Engineers - How to Best Support Product Managers During an Integration
8 February, 2019
PM's become the membrane for other teams that eventually overlap with your team. While they do not hold a single set of responsibilities, a PM helps you to move a project forward, validating the hours that you spend on impact. As an engineer, you must figure out where you can build that overlap and move the project forward. At the end of the day, you are responsible for product and how well they understand the parts of the product being created.
- To scope a problem together with an engineer I ask the trick question of, 'How is the most super person in your rear going to explain this problem step by step?'.
- The advice that I give to the PM is to ask the same set of questions that I ask myself to figure out that initial question on my own.
- With their responses, we are able to discuss the process and come up with a better method if necessary, but working together to do so.
- Start with the basics, then move into more difficult concepts.
- Be repetitive. You will have to explain how the procedure works several times over before coming to a solid understanding.
- When I ask the PM trick questions about explaining processes, we both become smarter by thinking through the problem. A big part of the exchange is making it an interactive learning experience instead of not understanding it yet.
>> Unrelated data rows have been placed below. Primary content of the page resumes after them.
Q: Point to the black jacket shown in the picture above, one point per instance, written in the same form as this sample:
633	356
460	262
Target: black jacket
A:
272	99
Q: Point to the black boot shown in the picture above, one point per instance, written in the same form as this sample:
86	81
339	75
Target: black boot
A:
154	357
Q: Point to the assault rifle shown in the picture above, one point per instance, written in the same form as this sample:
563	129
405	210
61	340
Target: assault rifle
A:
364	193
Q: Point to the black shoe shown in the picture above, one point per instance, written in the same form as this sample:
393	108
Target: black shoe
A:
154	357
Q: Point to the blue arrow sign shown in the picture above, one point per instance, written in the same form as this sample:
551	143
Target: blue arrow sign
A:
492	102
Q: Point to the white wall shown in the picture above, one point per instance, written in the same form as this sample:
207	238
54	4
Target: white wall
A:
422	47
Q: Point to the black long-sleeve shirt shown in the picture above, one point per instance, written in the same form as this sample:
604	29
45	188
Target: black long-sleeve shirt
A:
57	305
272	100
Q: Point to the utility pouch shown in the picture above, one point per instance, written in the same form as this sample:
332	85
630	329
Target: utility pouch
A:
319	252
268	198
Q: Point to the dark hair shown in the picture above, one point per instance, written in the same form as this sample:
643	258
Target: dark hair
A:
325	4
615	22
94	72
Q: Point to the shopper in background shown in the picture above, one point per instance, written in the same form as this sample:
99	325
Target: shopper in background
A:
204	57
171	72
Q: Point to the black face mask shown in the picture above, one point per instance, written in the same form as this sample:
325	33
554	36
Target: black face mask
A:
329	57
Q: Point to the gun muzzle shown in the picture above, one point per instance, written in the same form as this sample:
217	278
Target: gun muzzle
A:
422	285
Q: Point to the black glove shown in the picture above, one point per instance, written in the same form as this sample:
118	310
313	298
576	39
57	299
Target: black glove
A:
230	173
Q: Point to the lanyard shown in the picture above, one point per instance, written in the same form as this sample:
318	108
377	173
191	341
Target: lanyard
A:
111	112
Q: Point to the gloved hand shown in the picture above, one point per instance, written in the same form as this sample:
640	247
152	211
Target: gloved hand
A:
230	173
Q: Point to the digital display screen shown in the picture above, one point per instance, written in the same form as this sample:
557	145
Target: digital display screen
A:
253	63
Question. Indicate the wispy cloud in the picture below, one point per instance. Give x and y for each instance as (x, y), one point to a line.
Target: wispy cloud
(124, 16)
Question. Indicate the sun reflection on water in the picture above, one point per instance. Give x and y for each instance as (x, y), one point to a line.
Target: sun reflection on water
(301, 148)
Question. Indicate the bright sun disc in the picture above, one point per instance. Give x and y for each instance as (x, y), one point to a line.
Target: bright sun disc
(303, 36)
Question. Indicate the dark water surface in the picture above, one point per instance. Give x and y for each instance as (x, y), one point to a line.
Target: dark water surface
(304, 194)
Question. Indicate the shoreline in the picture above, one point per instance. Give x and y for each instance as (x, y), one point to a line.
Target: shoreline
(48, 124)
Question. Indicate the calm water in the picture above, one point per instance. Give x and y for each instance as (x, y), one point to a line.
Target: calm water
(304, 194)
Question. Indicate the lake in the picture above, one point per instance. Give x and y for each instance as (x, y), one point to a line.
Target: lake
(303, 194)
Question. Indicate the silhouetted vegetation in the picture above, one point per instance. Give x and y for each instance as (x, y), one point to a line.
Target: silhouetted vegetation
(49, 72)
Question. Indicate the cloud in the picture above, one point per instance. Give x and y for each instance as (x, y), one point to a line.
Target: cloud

- The worst thing that can happen by asking your PM to confront these questions is that they will feel insecure about the traction that they have with you and may not feel technical enough.
- Personally, I believe that it does not matter if a PM knows the technical skills, as long as they have an abstract knowledge of the right questions to ask.
- It may feel like you are wasting your time explaining all of this background information, but if you do not opt for taking a shortcut, you will see the benefit in the end. The PM will also appreciate the communication and therefore, you will receive higher quality work from them.
- Starting with the basics in a complicated process puts people at ease. They will trust in you because you are taking the time to actually explain things in detail. That will change the relationship you have with your PM. They will likewise be better able to explain how the parts of the product work and suddenly they will be able to expound this to the customer as well.
- To me, a PM is a lot like a swiss army knife, in that while it can be opened, it may not be the best tool, but if you can open it, you can use it.